No, Rags is right. Take a look at this statistics wheel that I found. http://math.ucsd.edu/~crypto/Monty/images/wheel.jpg

In the wheel, the very middle circle represents the door in which the car is behind. It can either be door 1, door 2, or door 3, right? Now, take a look at the second circle. It represents the door that the player can choose. Once again, the player can either choose door 1, door 2, or door 3. In this case, the probability that the player will immediately choose the correct one is 1 out of 3, or 1/3. Finally, take a look at the last circle. This circle represents the door the can be opened. As you can see, the blue spaces represents the door that has the car behind it. So if the player was right from the very beginning, then the person will open either of the other two doors in which there is a goat behind it. If this was the case, then switching would be a bad option, and if you did do this, you would lose. Now, let's assume that from the start, the player chose an incorrect door with a goat behind it.
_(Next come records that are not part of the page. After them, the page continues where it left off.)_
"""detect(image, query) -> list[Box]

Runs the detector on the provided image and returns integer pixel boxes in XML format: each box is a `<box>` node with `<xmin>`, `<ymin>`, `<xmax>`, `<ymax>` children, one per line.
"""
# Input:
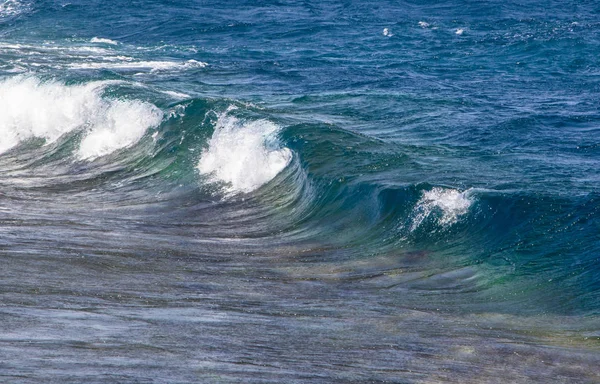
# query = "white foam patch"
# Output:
<box><xmin>411</xmin><ymin>187</ymin><xmax>473</xmax><ymax>231</ymax></box>
<box><xmin>69</xmin><ymin>57</ymin><xmax>208</xmax><ymax>72</ymax></box>
<box><xmin>0</xmin><ymin>0</ymin><xmax>28</xmax><ymax>17</ymax></box>
<box><xmin>0</xmin><ymin>76</ymin><xmax>162</xmax><ymax>159</ymax></box>
<box><xmin>198</xmin><ymin>112</ymin><xmax>292</xmax><ymax>193</ymax></box>
<box><xmin>90</xmin><ymin>37</ymin><xmax>119</xmax><ymax>45</ymax></box>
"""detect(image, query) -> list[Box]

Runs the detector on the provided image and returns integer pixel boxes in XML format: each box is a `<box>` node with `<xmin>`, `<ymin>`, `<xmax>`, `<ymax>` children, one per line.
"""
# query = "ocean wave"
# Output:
<box><xmin>411</xmin><ymin>187</ymin><xmax>473</xmax><ymax>231</ymax></box>
<box><xmin>198</xmin><ymin>109</ymin><xmax>292</xmax><ymax>193</ymax></box>
<box><xmin>0</xmin><ymin>0</ymin><xmax>29</xmax><ymax>19</ymax></box>
<box><xmin>69</xmin><ymin>58</ymin><xmax>208</xmax><ymax>72</ymax></box>
<box><xmin>90</xmin><ymin>37</ymin><xmax>119</xmax><ymax>45</ymax></box>
<box><xmin>0</xmin><ymin>76</ymin><xmax>163</xmax><ymax>160</ymax></box>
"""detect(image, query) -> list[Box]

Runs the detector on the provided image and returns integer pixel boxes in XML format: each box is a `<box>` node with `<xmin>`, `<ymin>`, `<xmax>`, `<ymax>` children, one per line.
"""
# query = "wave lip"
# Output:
<box><xmin>0</xmin><ymin>76</ymin><xmax>163</xmax><ymax>159</ymax></box>
<box><xmin>411</xmin><ymin>187</ymin><xmax>473</xmax><ymax>231</ymax></box>
<box><xmin>198</xmin><ymin>111</ymin><xmax>292</xmax><ymax>193</ymax></box>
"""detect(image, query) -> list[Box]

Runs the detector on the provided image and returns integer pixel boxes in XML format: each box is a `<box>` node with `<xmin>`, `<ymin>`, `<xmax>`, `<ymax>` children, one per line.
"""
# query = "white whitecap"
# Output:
<box><xmin>90</xmin><ymin>37</ymin><xmax>119</xmax><ymax>45</ymax></box>
<box><xmin>0</xmin><ymin>76</ymin><xmax>162</xmax><ymax>159</ymax></box>
<box><xmin>0</xmin><ymin>0</ymin><xmax>29</xmax><ymax>18</ymax></box>
<box><xmin>198</xmin><ymin>112</ymin><xmax>292</xmax><ymax>193</ymax></box>
<box><xmin>411</xmin><ymin>187</ymin><xmax>473</xmax><ymax>231</ymax></box>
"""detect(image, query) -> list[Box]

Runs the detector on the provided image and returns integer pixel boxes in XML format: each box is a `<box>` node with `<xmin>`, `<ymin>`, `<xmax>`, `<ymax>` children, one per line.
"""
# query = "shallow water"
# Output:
<box><xmin>0</xmin><ymin>0</ymin><xmax>600</xmax><ymax>383</ymax></box>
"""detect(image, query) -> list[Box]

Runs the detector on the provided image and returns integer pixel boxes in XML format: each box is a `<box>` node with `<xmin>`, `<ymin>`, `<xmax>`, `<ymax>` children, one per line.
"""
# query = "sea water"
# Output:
<box><xmin>0</xmin><ymin>0</ymin><xmax>600</xmax><ymax>383</ymax></box>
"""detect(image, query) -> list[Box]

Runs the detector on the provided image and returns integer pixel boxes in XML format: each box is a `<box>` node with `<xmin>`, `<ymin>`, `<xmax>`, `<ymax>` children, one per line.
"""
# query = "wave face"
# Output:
<box><xmin>0</xmin><ymin>0</ymin><xmax>600</xmax><ymax>383</ymax></box>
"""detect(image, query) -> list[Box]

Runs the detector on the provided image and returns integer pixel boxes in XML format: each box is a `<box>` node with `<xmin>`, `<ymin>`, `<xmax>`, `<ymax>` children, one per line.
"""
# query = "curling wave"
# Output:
<box><xmin>198</xmin><ymin>109</ymin><xmax>292</xmax><ymax>193</ymax></box>
<box><xmin>0</xmin><ymin>76</ymin><xmax>163</xmax><ymax>160</ymax></box>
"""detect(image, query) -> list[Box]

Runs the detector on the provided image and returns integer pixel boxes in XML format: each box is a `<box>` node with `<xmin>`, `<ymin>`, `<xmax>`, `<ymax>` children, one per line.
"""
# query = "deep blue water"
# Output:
<box><xmin>0</xmin><ymin>0</ymin><xmax>600</xmax><ymax>383</ymax></box>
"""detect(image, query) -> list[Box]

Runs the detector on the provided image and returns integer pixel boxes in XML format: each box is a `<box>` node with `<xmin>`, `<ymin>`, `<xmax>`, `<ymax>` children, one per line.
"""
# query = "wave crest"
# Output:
<box><xmin>198</xmin><ymin>111</ymin><xmax>292</xmax><ymax>193</ymax></box>
<box><xmin>411</xmin><ymin>187</ymin><xmax>473</xmax><ymax>231</ymax></box>
<box><xmin>0</xmin><ymin>76</ymin><xmax>163</xmax><ymax>159</ymax></box>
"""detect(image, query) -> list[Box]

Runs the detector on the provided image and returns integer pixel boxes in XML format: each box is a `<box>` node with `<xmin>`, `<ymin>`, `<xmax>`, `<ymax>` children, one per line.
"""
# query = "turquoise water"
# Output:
<box><xmin>0</xmin><ymin>0</ymin><xmax>600</xmax><ymax>383</ymax></box>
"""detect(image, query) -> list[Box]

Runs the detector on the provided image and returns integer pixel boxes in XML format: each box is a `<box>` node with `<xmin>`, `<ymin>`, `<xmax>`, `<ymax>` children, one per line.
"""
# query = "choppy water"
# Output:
<box><xmin>0</xmin><ymin>0</ymin><xmax>600</xmax><ymax>383</ymax></box>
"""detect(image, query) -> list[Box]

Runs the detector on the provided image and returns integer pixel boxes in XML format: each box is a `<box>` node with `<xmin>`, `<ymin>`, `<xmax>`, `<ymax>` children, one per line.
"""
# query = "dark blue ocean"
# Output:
<box><xmin>0</xmin><ymin>0</ymin><xmax>600</xmax><ymax>384</ymax></box>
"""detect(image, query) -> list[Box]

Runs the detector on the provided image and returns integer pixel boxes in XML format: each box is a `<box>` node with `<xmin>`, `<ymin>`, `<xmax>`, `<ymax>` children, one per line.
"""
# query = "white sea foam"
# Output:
<box><xmin>0</xmin><ymin>76</ymin><xmax>162</xmax><ymax>159</ymax></box>
<box><xmin>90</xmin><ymin>37</ymin><xmax>119</xmax><ymax>45</ymax></box>
<box><xmin>198</xmin><ymin>112</ymin><xmax>292</xmax><ymax>193</ymax></box>
<box><xmin>0</xmin><ymin>0</ymin><xmax>28</xmax><ymax>17</ymax></box>
<box><xmin>411</xmin><ymin>187</ymin><xmax>473</xmax><ymax>230</ymax></box>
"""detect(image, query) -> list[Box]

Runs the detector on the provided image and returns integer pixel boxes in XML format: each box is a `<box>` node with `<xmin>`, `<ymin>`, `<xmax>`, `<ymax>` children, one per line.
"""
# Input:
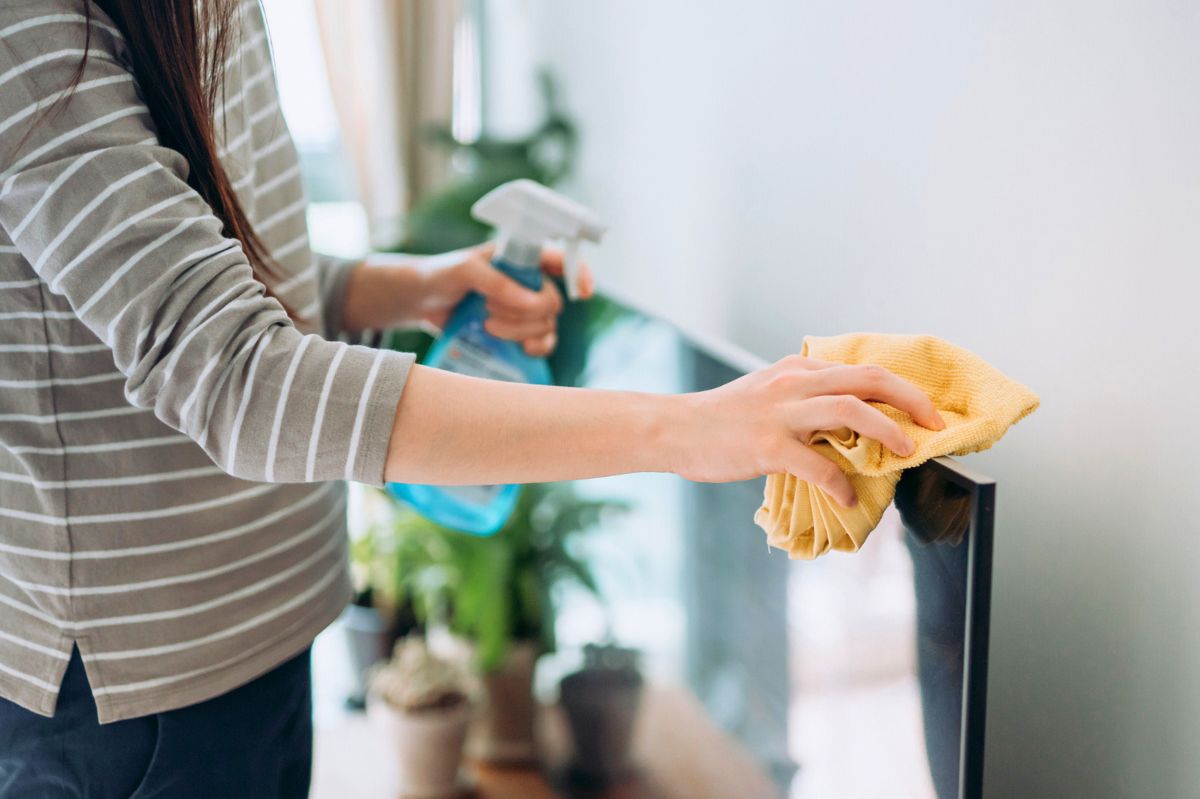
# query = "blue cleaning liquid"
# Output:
<box><xmin>388</xmin><ymin>259</ymin><xmax>551</xmax><ymax>535</ymax></box>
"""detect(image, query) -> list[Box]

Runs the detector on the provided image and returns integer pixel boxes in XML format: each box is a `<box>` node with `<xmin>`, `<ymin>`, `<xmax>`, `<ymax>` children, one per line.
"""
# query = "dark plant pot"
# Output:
<box><xmin>559</xmin><ymin>668</ymin><xmax>642</xmax><ymax>783</ymax></box>
<box><xmin>467</xmin><ymin>641</ymin><xmax>539</xmax><ymax>764</ymax></box>
<box><xmin>342</xmin><ymin>605</ymin><xmax>392</xmax><ymax>710</ymax></box>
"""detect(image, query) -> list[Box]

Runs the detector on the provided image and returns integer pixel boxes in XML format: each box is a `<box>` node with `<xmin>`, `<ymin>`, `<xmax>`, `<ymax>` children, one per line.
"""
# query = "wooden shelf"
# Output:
<box><xmin>312</xmin><ymin>685</ymin><xmax>780</xmax><ymax>799</ymax></box>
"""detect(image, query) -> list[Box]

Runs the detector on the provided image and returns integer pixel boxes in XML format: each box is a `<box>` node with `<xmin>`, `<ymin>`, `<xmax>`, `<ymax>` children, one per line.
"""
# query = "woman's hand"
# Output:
<box><xmin>385</xmin><ymin>356</ymin><xmax>946</xmax><ymax>505</ymax></box>
<box><xmin>420</xmin><ymin>244</ymin><xmax>594</xmax><ymax>358</ymax></box>
<box><xmin>672</xmin><ymin>355</ymin><xmax>946</xmax><ymax>506</ymax></box>
<box><xmin>342</xmin><ymin>244</ymin><xmax>594</xmax><ymax>347</ymax></box>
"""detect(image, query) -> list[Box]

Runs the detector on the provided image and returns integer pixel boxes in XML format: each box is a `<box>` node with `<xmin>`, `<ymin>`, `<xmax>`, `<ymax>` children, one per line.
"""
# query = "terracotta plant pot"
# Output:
<box><xmin>467</xmin><ymin>641</ymin><xmax>539</xmax><ymax>764</ymax></box>
<box><xmin>559</xmin><ymin>668</ymin><xmax>642</xmax><ymax>783</ymax></box>
<box><xmin>367</xmin><ymin>696</ymin><xmax>470</xmax><ymax>799</ymax></box>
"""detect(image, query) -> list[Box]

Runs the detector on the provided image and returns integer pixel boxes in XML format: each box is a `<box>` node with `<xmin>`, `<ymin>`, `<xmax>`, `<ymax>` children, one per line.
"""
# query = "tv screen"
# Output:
<box><xmin>544</xmin><ymin>293</ymin><xmax>994</xmax><ymax>799</ymax></box>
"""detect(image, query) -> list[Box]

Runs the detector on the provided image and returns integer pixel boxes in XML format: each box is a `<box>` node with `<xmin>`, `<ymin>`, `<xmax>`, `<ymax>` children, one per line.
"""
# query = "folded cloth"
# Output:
<box><xmin>755</xmin><ymin>334</ymin><xmax>1038</xmax><ymax>560</ymax></box>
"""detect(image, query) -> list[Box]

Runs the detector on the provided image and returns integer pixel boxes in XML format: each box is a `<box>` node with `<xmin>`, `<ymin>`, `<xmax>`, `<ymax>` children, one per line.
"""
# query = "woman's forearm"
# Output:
<box><xmin>384</xmin><ymin>356</ymin><xmax>946</xmax><ymax>505</ymax></box>
<box><xmin>385</xmin><ymin>366</ymin><xmax>682</xmax><ymax>485</ymax></box>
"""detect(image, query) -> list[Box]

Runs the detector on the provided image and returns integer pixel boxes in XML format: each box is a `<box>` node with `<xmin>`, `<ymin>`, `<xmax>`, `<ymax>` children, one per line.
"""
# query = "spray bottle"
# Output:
<box><xmin>388</xmin><ymin>180</ymin><xmax>606</xmax><ymax>535</ymax></box>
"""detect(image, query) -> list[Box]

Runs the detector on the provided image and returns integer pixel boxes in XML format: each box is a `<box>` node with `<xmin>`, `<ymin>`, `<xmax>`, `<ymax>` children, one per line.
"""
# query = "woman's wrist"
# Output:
<box><xmin>343</xmin><ymin>256</ymin><xmax>428</xmax><ymax>332</ymax></box>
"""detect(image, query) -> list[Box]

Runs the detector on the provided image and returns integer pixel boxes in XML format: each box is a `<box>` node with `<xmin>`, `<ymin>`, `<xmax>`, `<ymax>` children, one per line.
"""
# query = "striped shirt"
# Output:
<box><xmin>0</xmin><ymin>0</ymin><xmax>412</xmax><ymax>722</ymax></box>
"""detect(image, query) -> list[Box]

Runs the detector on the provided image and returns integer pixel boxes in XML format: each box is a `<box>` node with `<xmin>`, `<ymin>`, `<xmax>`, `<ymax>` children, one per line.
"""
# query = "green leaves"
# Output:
<box><xmin>352</xmin><ymin>483</ymin><xmax>626</xmax><ymax>672</ymax></box>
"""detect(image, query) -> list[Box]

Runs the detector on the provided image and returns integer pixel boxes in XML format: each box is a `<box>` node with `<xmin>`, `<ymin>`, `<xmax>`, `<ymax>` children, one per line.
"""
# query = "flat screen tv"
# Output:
<box><xmin>540</xmin><ymin>293</ymin><xmax>995</xmax><ymax>799</ymax></box>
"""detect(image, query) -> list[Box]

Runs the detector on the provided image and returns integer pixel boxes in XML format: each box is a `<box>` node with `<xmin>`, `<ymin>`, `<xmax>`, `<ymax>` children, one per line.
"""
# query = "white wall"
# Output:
<box><xmin>530</xmin><ymin>0</ymin><xmax>1200</xmax><ymax>799</ymax></box>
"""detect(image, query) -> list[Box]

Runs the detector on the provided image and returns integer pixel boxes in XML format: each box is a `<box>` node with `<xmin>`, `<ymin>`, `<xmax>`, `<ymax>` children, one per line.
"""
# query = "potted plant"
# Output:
<box><xmin>376</xmin><ymin>483</ymin><xmax>620</xmax><ymax>763</ymax></box>
<box><xmin>368</xmin><ymin>636</ymin><xmax>470</xmax><ymax>797</ymax></box>
<box><xmin>341</xmin><ymin>494</ymin><xmax>427</xmax><ymax>710</ymax></box>
<box><xmin>559</xmin><ymin>644</ymin><xmax>642</xmax><ymax>783</ymax></box>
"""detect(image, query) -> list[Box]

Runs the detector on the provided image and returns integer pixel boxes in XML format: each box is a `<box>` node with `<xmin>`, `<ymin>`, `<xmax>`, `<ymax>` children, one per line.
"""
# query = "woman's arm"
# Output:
<box><xmin>384</xmin><ymin>356</ymin><xmax>944</xmax><ymax>505</ymax></box>
<box><xmin>341</xmin><ymin>245</ymin><xmax>580</xmax><ymax>356</ymax></box>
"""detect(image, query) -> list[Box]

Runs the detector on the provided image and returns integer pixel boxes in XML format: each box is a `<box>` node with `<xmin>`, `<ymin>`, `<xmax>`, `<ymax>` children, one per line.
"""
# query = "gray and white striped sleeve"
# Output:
<box><xmin>0</xmin><ymin>9</ymin><xmax>412</xmax><ymax>485</ymax></box>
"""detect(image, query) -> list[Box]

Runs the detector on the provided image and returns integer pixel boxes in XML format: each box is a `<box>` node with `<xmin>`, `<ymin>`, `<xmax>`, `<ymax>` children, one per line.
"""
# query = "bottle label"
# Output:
<box><xmin>438</xmin><ymin>322</ymin><xmax>524</xmax><ymax>383</ymax></box>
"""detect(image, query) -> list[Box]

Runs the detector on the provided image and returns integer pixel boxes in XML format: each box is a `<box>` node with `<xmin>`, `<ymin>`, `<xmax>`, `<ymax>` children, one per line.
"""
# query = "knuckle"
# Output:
<box><xmin>863</xmin><ymin>364</ymin><xmax>892</xmax><ymax>388</ymax></box>
<box><xmin>830</xmin><ymin>394</ymin><xmax>863</xmax><ymax>419</ymax></box>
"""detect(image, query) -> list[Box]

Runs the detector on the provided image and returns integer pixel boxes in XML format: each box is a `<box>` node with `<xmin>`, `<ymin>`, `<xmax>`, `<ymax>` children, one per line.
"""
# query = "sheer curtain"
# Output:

As you can see, if that happens, there would only be one incorrect door left, and that is the door in which the person will open. If this is the case, switching would be the best option, and you would win if you did. Take a look at the amount of red spaces, which signify an incorrect door. There are four of them. Therefore, from the start, you have a 2 out of 3, or 2/3 chance of choosing a wrong door. And if you do choose a wrong door, then switching would mean that you would win the car, right? So, you have a 2/3 chance of winning if you switch. Also take notice as how there are twice as many red spaces as there are blue spaces. This makes sense because the odds of winning if you switch is double the odds of winning if you don't switch: they are 2/3 and 1/3 respectively.